An Approach To Develop More Self-Confidence
Self-Confidence You Can Count On
I don’t know about you, but self-confidence seems to be an illusive, ever changing belief state. I’ve often wondered how we might cultivate a deeper, more constant state of quiet , calm, rock solid self-confidence. Just imagine what we could do with a confidence like 5 months pregnant Rhianna who sang at the recent LVII Super Bowl?
We often think of self-confidence in terms of having a well-developed war chest of extraordinary singing talents, education, emotional intelligence, or skills that we have accumulated in our work, playing sports, or our hobbies, or … how fast we can complete the New York Times online Wordle game! And yet I’m wondering if self-confidence may more solidly be felt in the unconditional love we experience with family and friends. On this Family Day Weekend, we are primed in Canada to celebrate our closest people circles.
If you want to recalibrate your psyche to bring out more self-confidence, you might consider all your family and friends, and realize that they are all reflections of your own strengths and weaknesses. In a quest for core self-confidence, you might reflect on the best and worst traits of your parents, siblings, cousins, and closest friends. I say “best” and “worst” because we need to find a balance point in accepting both the good and not so good in us all. Why not pump up with your accumulated strengths and grow your ability to be open so that you can stay curious about what triggers you?
Shame grows in the shade. Confidence shines through our cracks.
The things we love about those in our close circle of people are likely to be the reflected strengths of ourselves. It is also true that the things that others do or say that drive us a little bonkers at times can also be the growth points for us to heal in our own psyche.
If last week was a little bumpy for you and you seemed to lose confidence in yourself, why don’t you reframe that sense of unease?
A real sense of self-confidence may surface when we reflect on our ability to swim, float, and tolerate conflict. In the uncomfortable weeks when things don’t go our way, we could remind ourselves about our ability to focus on the unconditional and obvious positive regard that we should have for ourselves.
What if everything (that seems tough to bear on the surface) is happening on purpose for a greater good in our personal development?
If you are curious about where you stand regarding confidence, a well-used psychometric tool is the Likert Scale.
Here’s a subjective quick tool, which I have developed to help you consider where you may stand on what I will call the Confidence Richter Scale:
- Write out a list of the top 10 personal qualities you love most about members of your family and/or friends.
- Write out a list of the top 10 personal qualities that really bug you about your family and/or friends.
- Now give each item a score of 0 – 10 regarding how strongly you feel about each point.
- Add up your columns.
If your numbers added up to a relatively even score in both columns on my Confidence Richter Scale, that may be an indicator that you are in perfect balance, celebrating the good, addressing growth points, and embracing you & others’ authentic loveable whole self. You are likely right at home even when facing varying opinions. You have unconditional ease in most situations. You can listen well, communicate with kindness and move through various perspectives. You have the ego strength to take responsibility and face your stumbles. Generally, you usually say “I’ll work on that…” or “Let me think about that more”. You also celebrate your strengths and embrace a compliment. You likely enjoy long term easy friendships.

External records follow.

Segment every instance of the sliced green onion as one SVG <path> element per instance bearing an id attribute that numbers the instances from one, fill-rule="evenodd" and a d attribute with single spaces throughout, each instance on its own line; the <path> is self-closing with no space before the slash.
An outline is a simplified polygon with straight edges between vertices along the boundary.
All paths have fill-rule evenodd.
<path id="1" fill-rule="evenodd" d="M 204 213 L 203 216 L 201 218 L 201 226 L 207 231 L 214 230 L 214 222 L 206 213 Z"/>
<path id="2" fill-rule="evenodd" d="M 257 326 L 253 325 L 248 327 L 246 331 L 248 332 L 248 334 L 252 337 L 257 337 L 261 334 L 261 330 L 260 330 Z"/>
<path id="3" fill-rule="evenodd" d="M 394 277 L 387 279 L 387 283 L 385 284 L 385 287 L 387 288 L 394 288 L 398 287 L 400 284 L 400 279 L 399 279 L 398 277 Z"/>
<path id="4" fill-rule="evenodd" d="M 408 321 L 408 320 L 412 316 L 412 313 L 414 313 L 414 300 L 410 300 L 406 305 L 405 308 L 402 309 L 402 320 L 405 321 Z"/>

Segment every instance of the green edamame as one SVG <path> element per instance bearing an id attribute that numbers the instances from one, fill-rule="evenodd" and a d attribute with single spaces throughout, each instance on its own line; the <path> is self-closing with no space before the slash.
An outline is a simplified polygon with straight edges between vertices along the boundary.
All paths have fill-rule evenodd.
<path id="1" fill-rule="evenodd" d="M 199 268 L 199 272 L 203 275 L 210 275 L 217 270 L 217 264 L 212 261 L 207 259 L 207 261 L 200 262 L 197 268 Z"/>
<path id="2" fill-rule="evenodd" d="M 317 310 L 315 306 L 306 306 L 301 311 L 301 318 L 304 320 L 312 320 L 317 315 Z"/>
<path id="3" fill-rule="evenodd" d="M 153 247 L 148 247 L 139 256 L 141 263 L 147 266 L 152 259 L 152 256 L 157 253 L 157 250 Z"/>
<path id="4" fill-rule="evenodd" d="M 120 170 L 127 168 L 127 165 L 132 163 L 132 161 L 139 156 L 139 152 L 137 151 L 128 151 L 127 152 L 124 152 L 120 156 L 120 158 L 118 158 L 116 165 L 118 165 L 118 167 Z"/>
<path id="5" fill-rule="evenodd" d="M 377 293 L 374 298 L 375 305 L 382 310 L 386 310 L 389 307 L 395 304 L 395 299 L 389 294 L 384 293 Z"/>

If your numbers weighed heavier on the negative side of the Confidence Richter Scale, it might be time to build up your confidence muscle with light weights and heavy reps. Just as if you are in a gym beginning a new weight training program, start with managing the small moments of negative talk by writing down the negative inner chatter (about self or other). Then write the positive opposite (about self or other). For example, I’m not great at finances. The positive opposite would be, I am setting up better financial goals this year. A practice you might consider is to notice your negative self-talk… shake the negative thoughts off and reframe to thoughts with compassion and an accountability plan. Thought Field Therapy Tapping is also a great tool to use to change your negative thinking. I love Kristen Neff’s Compassion Meditations for growing the Inner Kindness Muscle.
If your numbers weighed heavier into the positive side of my Confidence Richter Scale, you may want to take off your rose-coloured glasses through which you see yourself. It may be time to practice pivoting into tough conversations to understand the themes that you may be avoiding so that you can engage in more personal growth, facing those themes. You have positive self-talk (which is good) but you may be missing some opportunities to grow and lean into actionable ways you can truly better yourself. True confidence shows up when life is tough. It’s ok to look in the mirror and say “I’m good…I’m really good” but when you face a tough challenge at work with a colleague, you better have some skills in how to stay with tough conversations and seek greater understanding. Otherwise, much of your life, you might feel righteous, but you might find yourself out of work.
What are your favourite ways to build your self-confidence? Please share.
Happy Family Day. EnJOY Your Integrated WHOLE Self.